The obvious solution was to use a situation based the Process.CPU_Pct [Unix] or KLZ_Process.Busy_CPU_Pct [Linux] value to trigger a recovery action. That did not work because until ITM 6.3 the Process CPU Busy per cent value always shows as zero for the klzagent and kuxagent. A more basic algorithm was required. I am sure that in any real world situation, changes would be needed but these are tested example situations. These are example situations and action commands and will always need testing and tailoring for usefulness in a specific environment. These are a starting point for something useful.

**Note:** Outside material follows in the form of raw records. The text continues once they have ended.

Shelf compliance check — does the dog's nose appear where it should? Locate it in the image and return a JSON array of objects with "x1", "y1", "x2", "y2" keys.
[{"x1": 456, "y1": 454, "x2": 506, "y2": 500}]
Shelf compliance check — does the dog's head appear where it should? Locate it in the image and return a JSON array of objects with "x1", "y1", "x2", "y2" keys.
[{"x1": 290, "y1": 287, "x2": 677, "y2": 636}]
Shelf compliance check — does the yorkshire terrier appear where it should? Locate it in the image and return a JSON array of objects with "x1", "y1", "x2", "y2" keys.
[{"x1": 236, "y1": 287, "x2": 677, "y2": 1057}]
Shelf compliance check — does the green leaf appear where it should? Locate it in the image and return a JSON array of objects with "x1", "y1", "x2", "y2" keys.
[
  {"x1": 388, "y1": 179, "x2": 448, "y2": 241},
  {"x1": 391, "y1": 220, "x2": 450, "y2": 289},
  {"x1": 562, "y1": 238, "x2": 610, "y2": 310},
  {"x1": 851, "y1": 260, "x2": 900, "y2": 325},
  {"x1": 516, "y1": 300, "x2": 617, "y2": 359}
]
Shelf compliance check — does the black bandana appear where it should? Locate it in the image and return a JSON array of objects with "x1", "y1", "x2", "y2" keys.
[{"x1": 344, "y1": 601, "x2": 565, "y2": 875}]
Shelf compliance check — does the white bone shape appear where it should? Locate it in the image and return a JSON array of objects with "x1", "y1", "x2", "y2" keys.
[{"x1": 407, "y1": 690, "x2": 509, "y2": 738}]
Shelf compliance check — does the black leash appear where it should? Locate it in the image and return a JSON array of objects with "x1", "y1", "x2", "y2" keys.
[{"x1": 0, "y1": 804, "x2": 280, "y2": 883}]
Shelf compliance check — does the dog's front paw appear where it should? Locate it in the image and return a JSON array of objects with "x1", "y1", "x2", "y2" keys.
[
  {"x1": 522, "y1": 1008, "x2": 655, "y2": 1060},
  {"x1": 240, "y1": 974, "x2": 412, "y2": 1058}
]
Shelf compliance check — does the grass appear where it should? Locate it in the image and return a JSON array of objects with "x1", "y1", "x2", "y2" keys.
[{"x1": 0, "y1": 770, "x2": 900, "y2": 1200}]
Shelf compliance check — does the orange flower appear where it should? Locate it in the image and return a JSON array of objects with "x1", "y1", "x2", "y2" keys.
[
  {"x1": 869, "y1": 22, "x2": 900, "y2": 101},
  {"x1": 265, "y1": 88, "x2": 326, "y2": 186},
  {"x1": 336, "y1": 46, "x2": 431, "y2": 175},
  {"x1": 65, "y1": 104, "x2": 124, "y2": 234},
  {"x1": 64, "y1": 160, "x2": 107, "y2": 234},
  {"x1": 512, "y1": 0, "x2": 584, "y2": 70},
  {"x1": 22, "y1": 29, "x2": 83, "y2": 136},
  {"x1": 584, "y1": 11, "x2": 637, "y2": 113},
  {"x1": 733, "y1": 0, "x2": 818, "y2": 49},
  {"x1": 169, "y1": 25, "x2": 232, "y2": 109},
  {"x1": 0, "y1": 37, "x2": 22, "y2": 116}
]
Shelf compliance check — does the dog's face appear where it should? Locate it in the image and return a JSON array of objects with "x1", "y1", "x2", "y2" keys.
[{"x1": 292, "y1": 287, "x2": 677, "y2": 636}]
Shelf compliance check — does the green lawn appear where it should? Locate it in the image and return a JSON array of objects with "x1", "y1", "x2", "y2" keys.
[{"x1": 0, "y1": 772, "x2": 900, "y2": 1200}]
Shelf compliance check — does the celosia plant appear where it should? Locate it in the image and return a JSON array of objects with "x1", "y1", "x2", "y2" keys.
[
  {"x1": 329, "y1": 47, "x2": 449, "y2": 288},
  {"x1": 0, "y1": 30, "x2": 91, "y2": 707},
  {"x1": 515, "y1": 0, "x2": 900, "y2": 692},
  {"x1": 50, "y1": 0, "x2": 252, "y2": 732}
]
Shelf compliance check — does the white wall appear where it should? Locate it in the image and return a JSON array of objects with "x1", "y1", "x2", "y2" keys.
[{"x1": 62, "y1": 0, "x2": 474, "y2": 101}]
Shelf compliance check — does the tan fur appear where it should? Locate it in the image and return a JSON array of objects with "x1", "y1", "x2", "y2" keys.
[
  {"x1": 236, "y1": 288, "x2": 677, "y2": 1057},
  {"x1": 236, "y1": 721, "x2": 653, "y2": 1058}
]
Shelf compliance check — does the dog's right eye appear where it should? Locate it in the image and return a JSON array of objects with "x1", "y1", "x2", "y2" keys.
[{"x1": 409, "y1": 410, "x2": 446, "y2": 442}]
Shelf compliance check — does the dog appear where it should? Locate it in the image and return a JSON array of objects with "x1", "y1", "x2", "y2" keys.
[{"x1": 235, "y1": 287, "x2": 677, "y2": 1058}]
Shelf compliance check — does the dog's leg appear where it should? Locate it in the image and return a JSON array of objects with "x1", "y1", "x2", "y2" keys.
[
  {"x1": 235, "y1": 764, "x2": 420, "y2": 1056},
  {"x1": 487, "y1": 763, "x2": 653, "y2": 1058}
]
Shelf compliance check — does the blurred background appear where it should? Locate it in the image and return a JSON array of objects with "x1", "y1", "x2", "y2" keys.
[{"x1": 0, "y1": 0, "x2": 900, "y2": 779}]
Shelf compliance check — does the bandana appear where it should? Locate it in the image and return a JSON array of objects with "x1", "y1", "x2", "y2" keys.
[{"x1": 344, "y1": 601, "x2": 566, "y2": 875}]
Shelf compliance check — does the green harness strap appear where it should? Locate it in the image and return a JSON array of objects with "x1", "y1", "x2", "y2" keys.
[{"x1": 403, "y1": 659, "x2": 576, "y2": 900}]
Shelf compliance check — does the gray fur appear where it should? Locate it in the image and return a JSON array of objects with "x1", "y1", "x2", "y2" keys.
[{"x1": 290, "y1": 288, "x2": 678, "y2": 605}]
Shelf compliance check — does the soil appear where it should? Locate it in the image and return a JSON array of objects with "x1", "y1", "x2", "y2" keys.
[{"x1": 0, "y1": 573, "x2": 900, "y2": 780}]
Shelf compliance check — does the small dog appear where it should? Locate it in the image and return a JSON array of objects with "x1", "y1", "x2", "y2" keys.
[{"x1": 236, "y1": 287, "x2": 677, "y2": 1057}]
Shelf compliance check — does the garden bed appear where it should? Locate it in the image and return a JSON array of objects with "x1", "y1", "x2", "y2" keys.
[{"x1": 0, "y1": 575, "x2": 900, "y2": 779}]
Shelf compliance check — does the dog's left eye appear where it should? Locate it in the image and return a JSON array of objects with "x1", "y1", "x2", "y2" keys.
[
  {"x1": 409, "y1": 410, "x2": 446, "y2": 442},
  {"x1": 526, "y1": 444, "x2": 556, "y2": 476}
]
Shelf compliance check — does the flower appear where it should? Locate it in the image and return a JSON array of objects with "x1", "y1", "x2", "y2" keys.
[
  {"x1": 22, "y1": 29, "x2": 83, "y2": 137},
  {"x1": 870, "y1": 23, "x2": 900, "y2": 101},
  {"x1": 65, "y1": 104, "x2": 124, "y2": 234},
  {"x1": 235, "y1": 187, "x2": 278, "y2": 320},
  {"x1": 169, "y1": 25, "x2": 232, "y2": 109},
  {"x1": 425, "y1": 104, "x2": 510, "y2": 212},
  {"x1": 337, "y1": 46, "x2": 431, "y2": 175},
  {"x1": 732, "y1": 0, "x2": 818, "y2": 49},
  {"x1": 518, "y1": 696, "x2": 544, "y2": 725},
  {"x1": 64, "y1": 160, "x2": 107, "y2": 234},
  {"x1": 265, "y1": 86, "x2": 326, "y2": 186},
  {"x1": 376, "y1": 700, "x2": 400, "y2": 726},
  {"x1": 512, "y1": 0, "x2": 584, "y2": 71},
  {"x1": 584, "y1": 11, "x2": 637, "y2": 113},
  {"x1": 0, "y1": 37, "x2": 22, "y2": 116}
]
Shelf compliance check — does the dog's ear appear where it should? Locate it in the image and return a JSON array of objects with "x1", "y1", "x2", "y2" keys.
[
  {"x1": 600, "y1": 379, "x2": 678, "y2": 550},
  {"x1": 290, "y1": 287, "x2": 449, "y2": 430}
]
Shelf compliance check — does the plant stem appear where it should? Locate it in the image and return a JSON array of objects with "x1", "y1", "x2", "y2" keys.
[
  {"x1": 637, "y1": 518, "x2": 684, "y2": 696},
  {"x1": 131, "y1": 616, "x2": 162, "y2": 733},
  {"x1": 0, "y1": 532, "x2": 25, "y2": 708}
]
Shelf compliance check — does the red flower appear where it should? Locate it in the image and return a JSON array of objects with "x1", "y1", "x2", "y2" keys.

First part – an always true situation that uses a detector action command to calculate the OS Agent CPU percent. The action command uses Linux/Unix commands present on most systems. The action command will create or erase a marker file to represent a high CPU at OS Agent condition based on a threshold.

Second part – a situation to detect the marker file and trigger an OS Agent recycle. It also deletes files to complete the recovery action.

The action commands are 95% of the interesting work and so that is presented first.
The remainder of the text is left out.